Although I saw all of the rave reviews (‘saw’, not ‘read’), it took me a while to get this lovely novella. Part of the blame is on my library system, as it took several months before All Systems Red, by Martha Wells, was available, but mostly the blame lies with me. Although I have read some fantastic science fiction over the years, I am very cautious when it comes to this genre – perhaps because my older brother was a huge sci-fi nerd? (Certainly he has informed many of my preferences, usually by me resolutely rejecting them – but we are very close! Go figure!) Enough navel gazing: I was thrilled when this finally came to me and I went into it mostly blind; I knew there was a robot, or, more accurately, a murderbot. If you are more of a laggard than me, please do read this charming book and please do not read any synopses, spoilery reviews, etc. Going into it knowing there is a murderbot (well, Murderbot) and nothing else is the perfect way to meet the shy, engaging, homicidal protagonist.

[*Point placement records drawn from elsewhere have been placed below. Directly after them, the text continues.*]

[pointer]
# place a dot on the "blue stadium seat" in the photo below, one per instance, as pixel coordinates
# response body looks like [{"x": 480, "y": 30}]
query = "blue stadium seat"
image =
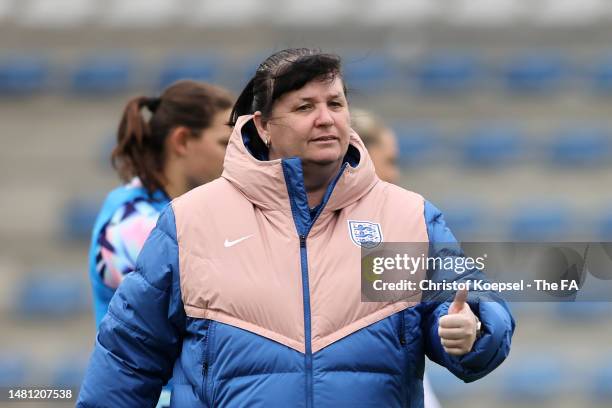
[
  {"x": 103, "y": 75},
  {"x": 581, "y": 311},
  {"x": 187, "y": 67},
  {"x": 533, "y": 380},
  {"x": 605, "y": 227},
  {"x": 600, "y": 381},
  {"x": 601, "y": 75},
  {"x": 539, "y": 222},
  {"x": 13, "y": 370},
  {"x": 79, "y": 216},
  {"x": 492, "y": 145},
  {"x": 22, "y": 75},
  {"x": 447, "y": 73},
  {"x": 535, "y": 73},
  {"x": 52, "y": 294},
  {"x": 416, "y": 143},
  {"x": 582, "y": 146},
  {"x": 464, "y": 220},
  {"x": 371, "y": 73}
]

Broad strokes, the self-styled Murderbot is a security android provided to a research team by ‘The Company’ for their safety as they carry out missions in a corporate-dominated galactic exploration future. At some point in the past, our Murderbot (see, I feel so protective!) hacked its governor module, and, thus, is self-aware. Apparently becoming a self-aware android means you like soap operas and do the bare minimum to get through the day – see, a very relatable Murderbot! Through the course of this mission, however, the Murderbot begins to engage more closely with the research team, and it becomes clear that the hard, manufactured exterior (with guns built into the arms) covers a marshmallow heart. Opening up to the research team puts Murderbot’s identity as an independent entity in terrible danger, since they could report back to the Company. Like so many of us, Murderbot notes: “I don’t want anyone to tell me what I want, or to make decisions for me.”
The key theme of the book is a riff off of this issue. Murderbot chose self-determination and then had to fight for it. Murderbot’s chosen activities weren’t always (or even usually!) glamorous, but I can’t criticize choosing to watch 35,000 hours of a space soap opera while half-assing security gigs to protect an identity so hard won. Self-determination can be a heavy handed topic, but Wells handles it beautifully, creating a fully formed, cranky, introverted, shy, tough Murderbot whose greatest threats are the soft, weak humans it has to protect; Murderbot is a realist (if a pessimist), noting: “I liked the imaginary people on the entertainment feed way more than I liked real ones, but you can’t have one without the other.”
I will Bingo categorize this as Bodies, partly because there is a body count, but also for a spoilery reason that I won’t share. If you’ve read it, I think this should make sense! And you should read it!